Even more crucial than faux debates about deficit, foreign investment business confidence and other irrelevancies, economic debate must be grounded in what is good for society and community. Instead we get lectured by economically illiterate politicians about what we can do for the bloody economy, not why the economy must serve society. The economic debate in Australia is puerile: consumers must have sufficient ‘confidence’ to buy a pile of shit you don’t need so the economy ‘stays strong’ whatever the fuck that means.
Can’t believe you can mention randomised trials and economics and not mention Dr Andrew Leigh, ALP’s member for Fenner in the ACT who has quite literally written the book on random trials – Randomistas.
Hi Mark – Indeed, I was about to make a similar comment, to the effect of asking the author if he had ever heard of or read anything by Andrew Leigh, surely the smartest economist available to any party in the Federal Parliament.

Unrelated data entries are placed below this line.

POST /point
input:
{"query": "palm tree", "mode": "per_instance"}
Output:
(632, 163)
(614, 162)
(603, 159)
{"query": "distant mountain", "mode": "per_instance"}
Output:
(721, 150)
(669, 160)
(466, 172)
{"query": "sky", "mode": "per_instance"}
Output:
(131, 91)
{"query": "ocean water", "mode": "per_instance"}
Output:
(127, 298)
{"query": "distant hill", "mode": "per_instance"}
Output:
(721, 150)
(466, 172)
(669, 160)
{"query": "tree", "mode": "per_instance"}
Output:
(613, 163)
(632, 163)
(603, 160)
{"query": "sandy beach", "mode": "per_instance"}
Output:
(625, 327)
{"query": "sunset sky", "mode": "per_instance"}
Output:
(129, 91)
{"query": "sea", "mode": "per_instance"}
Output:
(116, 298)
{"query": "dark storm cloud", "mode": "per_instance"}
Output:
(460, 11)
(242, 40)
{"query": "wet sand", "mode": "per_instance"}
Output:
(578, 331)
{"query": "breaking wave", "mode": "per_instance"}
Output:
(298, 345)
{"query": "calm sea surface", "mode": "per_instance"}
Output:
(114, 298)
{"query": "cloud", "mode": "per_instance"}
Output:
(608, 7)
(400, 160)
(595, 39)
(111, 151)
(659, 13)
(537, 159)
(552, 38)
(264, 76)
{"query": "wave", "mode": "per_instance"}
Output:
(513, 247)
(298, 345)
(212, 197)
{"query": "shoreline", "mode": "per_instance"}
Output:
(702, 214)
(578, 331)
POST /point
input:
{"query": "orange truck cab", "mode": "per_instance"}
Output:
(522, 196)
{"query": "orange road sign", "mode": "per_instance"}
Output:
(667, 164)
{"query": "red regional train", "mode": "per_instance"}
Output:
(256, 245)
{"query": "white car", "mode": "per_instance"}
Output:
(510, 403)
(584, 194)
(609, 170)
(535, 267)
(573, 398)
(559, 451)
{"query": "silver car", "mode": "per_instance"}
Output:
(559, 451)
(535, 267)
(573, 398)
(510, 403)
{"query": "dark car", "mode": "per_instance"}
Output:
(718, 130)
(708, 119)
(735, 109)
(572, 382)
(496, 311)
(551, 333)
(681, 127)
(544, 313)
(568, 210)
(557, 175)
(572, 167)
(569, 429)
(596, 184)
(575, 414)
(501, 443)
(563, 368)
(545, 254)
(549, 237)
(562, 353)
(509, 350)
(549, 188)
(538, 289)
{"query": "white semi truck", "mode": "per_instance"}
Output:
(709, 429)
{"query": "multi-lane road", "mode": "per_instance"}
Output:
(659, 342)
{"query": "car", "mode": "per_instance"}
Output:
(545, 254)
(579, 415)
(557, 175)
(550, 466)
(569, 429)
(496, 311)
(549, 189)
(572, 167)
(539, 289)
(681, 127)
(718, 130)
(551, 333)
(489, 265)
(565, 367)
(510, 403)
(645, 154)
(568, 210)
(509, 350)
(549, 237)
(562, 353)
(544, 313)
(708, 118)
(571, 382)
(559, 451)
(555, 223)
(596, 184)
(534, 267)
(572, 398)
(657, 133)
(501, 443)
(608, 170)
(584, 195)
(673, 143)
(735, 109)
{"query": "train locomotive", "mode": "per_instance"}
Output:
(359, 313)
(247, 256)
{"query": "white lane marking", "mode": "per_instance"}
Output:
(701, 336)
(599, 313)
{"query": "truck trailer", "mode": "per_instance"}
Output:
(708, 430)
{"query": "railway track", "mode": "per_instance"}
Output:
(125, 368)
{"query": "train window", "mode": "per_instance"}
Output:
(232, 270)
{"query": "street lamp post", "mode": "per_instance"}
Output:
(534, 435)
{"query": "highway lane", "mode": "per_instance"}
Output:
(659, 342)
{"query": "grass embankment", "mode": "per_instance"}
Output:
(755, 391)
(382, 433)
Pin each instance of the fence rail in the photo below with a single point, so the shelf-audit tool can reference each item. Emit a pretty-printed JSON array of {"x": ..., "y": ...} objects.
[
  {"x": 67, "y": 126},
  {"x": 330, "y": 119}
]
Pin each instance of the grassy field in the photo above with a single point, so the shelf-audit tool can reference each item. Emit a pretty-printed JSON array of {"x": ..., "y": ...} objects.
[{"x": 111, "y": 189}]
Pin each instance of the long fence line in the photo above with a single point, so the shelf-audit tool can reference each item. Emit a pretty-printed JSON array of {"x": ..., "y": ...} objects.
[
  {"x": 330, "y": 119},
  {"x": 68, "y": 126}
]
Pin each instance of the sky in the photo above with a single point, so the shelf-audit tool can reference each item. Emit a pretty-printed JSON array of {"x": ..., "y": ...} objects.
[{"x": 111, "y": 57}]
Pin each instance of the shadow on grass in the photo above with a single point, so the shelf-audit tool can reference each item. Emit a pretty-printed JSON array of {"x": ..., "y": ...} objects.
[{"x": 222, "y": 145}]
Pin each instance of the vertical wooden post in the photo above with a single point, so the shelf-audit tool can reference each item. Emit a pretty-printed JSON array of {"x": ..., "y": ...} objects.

Obviously someone else who has forgotten Keynes.
Only on unusual occasions do individual economists rediscover the point made in Keynes’ 1932 “General Theory of Employment Interest, and Money” – that a capitalist economy could be at equilibrium with substantial unemployment, so government intervention was necessary to provide a social remedy. Likewise some have now rediscovered both that unionism boosts wages – when bosses long ago realised that destroying unions cuts wages – and that increasing the Minimum Wage does not necessarily increase unemployment.
Yes. It’s inequality we need to focus on for the good of society and business. I’m in LA again and will be in Minneapolis on Wednesday. Two thriving US metropolises with high minimum wages. Their host states, California and Minnesota, have been consistently high tax states but despite this they continually outperform their neighbours. They continue to attract economic migrants who combined with the existing highly skilled workforces to create highly productive companies who in turn are forced to share their wealth to pay for high levels of services. And for Australia, these comparitively wealthy states are sources of export income, which for my part, I bring home to Far North Queensland to support our high wages. Bring on high wages and progressive taxes. They are good for business.
The 19thC foreman was extolling the virtues of the new steam shovel “Thuis will do the job of 10 men!” and the unionist replied “Aye, and how many loaves of read will it buy?”
Wages are a cost to business as Henry Ford realised, poor workers don’t buy many T models.
I can’t join in the paeans to Leigh – he makes the original feral abacus seem like a fun loving wastrel.
The best definition of waste is a bus of economists going over a cliff with some empty seats.